Q2. How can the graph property be tested in polynomial time?
For any graph property P that is monotone and that can be tested in polynomial time, the problems (UNDIRECTED, P, MAX POWER) and (DIRECTED, P, MAX POWER) can be solved in polynomial time.
Q3. What is the power threshold value for each edge in the graph?
The weight of every edge {u, w} in E, is equal to the power threshold value p(u,v) (which is also equal to p(w, u) by the symmetry assumption).
Q4. How is the average degree of each node in a graph?
the average degree is around 2.75 using their algorithm, which is very close to the smallest degree possible since in a 2-node-connected graph, the degree of each node must be at least 2.
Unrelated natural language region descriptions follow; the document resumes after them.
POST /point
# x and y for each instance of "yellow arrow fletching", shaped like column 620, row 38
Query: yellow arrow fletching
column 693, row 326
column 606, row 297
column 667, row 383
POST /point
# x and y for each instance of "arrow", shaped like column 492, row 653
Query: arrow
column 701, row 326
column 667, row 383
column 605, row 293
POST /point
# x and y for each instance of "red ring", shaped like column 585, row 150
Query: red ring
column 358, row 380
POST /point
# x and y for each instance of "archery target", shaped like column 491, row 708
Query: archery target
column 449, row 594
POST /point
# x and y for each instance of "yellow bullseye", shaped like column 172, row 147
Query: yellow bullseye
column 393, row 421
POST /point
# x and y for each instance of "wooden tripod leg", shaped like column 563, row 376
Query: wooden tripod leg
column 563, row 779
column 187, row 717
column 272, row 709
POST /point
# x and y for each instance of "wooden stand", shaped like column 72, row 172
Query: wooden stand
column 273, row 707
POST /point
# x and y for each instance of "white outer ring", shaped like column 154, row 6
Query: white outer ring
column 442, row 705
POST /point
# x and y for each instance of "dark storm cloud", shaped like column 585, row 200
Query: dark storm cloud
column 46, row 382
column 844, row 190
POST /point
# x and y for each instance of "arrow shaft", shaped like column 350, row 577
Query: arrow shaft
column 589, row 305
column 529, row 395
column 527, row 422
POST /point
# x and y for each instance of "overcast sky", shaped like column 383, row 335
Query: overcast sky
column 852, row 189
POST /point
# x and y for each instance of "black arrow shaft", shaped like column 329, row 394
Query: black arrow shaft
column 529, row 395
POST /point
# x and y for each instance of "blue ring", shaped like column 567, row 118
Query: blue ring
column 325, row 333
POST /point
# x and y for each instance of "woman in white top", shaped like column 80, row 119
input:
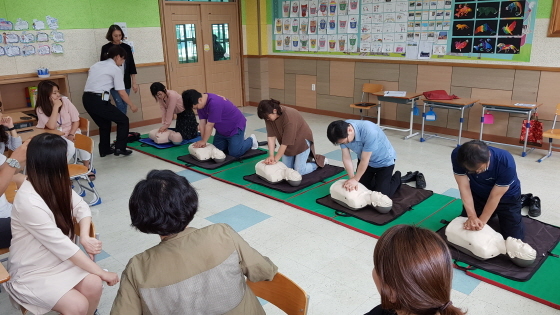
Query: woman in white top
column 55, row 111
column 47, row 270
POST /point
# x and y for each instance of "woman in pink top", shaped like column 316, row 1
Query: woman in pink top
column 57, row 112
column 170, row 103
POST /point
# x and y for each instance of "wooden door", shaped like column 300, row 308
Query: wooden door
column 184, row 57
column 222, row 59
column 203, row 48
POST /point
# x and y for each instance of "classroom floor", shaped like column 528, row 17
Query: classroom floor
column 332, row 263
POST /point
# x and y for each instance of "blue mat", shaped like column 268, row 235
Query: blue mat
column 151, row 142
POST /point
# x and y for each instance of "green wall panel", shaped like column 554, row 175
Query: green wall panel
column 84, row 14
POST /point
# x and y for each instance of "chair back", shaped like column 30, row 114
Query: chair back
column 84, row 126
column 83, row 143
column 372, row 88
column 283, row 293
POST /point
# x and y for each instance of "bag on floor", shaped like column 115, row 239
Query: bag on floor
column 535, row 131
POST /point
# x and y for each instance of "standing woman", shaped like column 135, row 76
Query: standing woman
column 102, row 77
column 294, row 135
column 171, row 102
column 47, row 270
column 56, row 112
column 115, row 36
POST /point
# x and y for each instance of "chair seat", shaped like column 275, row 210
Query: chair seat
column 364, row 106
column 77, row 170
column 552, row 133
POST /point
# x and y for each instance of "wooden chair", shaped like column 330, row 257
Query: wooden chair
column 80, row 172
column 84, row 126
column 552, row 134
column 283, row 293
column 369, row 88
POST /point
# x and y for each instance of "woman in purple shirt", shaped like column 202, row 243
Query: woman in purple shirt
column 217, row 112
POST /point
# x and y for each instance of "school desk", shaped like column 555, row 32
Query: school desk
column 456, row 104
column 509, row 107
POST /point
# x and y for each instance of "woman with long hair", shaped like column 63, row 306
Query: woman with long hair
column 413, row 273
column 47, row 270
column 56, row 112
column 171, row 102
column 115, row 36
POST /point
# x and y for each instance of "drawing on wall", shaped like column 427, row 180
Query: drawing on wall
column 460, row 29
column 21, row 25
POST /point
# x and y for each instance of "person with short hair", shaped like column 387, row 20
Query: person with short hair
column 102, row 77
column 413, row 273
column 488, row 183
column 217, row 112
column 170, row 103
column 192, row 271
column 294, row 136
column 115, row 36
column 376, row 156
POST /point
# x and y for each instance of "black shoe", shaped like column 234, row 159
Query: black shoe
column 535, row 207
column 123, row 152
column 111, row 151
column 525, row 200
column 420, row 181
column 409, row 177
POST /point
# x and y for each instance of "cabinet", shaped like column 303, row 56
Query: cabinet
column 12, row 92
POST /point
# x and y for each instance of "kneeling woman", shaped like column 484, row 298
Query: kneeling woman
column 294, row 135
column 170, row 102
column 192, row 271
column 47, row 270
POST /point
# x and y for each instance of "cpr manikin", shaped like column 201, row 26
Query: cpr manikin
column 207, row 153
column 277, row 172
column 358, row 199
column 166, row 136
column 487, row 243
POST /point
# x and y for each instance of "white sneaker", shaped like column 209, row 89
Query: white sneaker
column 255, row 142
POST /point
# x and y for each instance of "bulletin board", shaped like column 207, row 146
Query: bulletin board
column 459, row 29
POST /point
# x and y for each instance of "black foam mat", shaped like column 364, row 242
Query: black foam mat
column 211, row 165
column 307, row 180
column 541, row 236
column 403, row 200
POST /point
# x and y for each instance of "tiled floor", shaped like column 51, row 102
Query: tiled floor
column 332, row 263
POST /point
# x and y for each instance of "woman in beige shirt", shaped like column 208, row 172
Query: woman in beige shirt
column 47, row 270
column 286, row 125
column 192, row 271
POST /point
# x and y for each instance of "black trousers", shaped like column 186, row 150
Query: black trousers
column 508, row 212
column 381, row 179
column 5, row 232
column 103, row 113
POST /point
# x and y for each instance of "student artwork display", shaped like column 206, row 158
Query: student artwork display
column 459, row 29
column 17, row 38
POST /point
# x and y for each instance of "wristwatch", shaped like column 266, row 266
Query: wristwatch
column 13, row 163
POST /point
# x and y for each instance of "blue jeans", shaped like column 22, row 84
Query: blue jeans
column 235, row 145
column 299, row 162
column 121, row 105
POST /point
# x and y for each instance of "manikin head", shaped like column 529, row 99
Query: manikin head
column 340, row 132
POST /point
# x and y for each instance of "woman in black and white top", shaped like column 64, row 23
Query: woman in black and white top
column 115, row 36
column 102, row 77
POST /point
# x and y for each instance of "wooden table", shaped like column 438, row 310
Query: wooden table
column 509, row 107
column 457, row 104
column 409, row 98
column 28, row 133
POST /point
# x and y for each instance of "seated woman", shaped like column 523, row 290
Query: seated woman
column 192, row 271
column 294, row 136
column 170, row 102
column 47, row 270
column 56, row 112
column 413, row 273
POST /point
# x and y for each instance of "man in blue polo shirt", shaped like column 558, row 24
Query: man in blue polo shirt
column 489, row 186
column 376, row 156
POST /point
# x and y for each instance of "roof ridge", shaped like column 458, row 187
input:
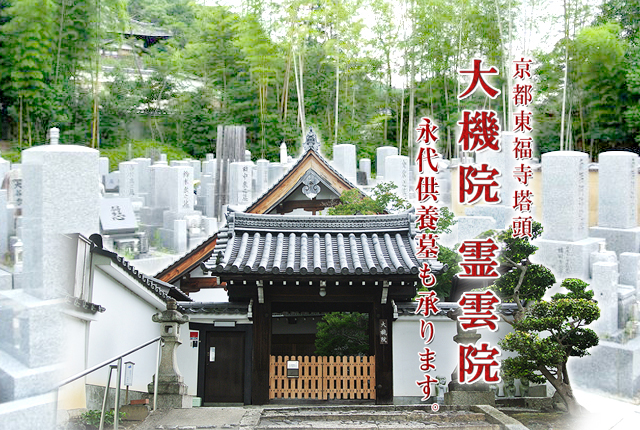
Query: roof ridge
column 292, row 168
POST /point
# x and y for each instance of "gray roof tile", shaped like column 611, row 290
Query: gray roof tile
column 317, row 245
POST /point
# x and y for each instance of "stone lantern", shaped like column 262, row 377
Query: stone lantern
column 172, row 391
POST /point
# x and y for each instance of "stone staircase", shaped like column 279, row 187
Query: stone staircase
column 331, row 417
column 372, row 417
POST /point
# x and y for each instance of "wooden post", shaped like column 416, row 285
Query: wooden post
column 261, row 352
column 383, row 353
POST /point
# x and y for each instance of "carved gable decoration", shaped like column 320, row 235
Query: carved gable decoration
column 311, row 142
column 312, row 176
column 311, row 182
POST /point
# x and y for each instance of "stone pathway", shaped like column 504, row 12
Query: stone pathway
column 324, row 418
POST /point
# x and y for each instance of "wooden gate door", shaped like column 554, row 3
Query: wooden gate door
column 323, row 378
column 224, row 367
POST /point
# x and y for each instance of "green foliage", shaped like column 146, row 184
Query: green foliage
column 140, row 148
column 384, row 201
column 525, row 280
column 444, row 281
column 342, row 334
column 550, row 333
column 92, row 417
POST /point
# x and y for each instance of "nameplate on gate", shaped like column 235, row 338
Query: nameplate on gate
column 293, row 368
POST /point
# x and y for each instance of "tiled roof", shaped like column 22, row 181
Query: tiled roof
column 317, row 245
column 409, row 308
column 157, row 287
column 179, row 265
column 308, row 153
column 83, row 305
column 211, row 308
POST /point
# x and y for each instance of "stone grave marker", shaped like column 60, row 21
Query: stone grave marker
column 117, row 216
column 381, row 155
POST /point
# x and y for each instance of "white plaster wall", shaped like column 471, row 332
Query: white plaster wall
column 73, row 395
column 124, row 325
column 187, row 357
column 407, row 343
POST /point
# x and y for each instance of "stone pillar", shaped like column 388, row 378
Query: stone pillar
column 617, row 196
column 505, row 163
column 276, row 170
column 197, row 169
column 565, row 246
column 618, row 201
column 605, row 287
column 104, row 169
column 262, row 179
column 565, row 194
column 630, row 270
column 477, row 393
column 5, row 166
column 240, row 180
column 365, row 166
column 61, row 197
column 129, row 179
column 172, row 391
column 381, row 155
column 181, row 189
column 344, row 159
column 397, row 172
column 4, row 223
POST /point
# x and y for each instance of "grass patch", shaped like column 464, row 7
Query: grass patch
column 141, row 148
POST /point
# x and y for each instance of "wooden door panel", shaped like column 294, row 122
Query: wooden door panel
column 224, row 367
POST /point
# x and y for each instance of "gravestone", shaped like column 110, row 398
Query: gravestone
column 344, row 160
column 381, row 155
column 365, row 166
column 4, row 223
column 618, row 201
column 180, row 189
column 144, row 175
column 117, row 216
column 605, row 286
column 504, row 162
column 397, row 172
column 565, row 246
column 5, row 166
column 240, row 181
column 14, row 188
column 112, row 181
column 129, row 179
column 61, row 193
column 104, row 169
column 469, row 227
column 230, row 146
column 276, row 171
column 197, row 169
column 630, row 270
column 262, row 176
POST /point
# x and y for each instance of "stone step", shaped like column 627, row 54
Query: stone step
column 391, row 425
column 375, row 415
column 379, row 417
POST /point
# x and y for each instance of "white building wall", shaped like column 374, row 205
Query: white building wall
column 73, row 395
column 124, row 325
column 187, row 357
column 407, row 343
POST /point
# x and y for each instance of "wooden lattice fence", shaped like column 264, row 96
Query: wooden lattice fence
column 323, row 378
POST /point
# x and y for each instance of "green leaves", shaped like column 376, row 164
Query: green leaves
column 551, row 332
column 342, row 334
column 383, row 201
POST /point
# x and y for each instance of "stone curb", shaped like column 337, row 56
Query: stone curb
column 494, row 416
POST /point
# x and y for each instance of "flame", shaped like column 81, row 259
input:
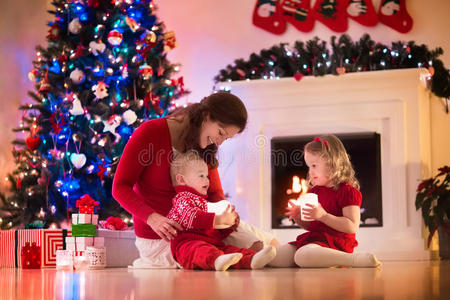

Q5. What is the power threshold for a pair of transceivers?
The authors also assume symmetric power thresholds as in [KK+97, CPS99, CPSOO]; that is, for any pair of transceivers u and v, the power thresholds p ( u , v) and p ( v , u) are equal.
Q6. What is the value of the edge subgraph G1(V,EI)?
There is an edge subgraph G1(V, El ) of G, such that GI is 2- NODE-CONNECTED and the total weight W(G1) of the edges in GI is at most (2 - 2/n) OPT(I ) .
Q7. What is the power threshold for a set of nodes?
(The reader should bear in mind that the power thresholds are symmetric; that is, for any pair of nodes u and w , P ( U , v) = P ( V l .).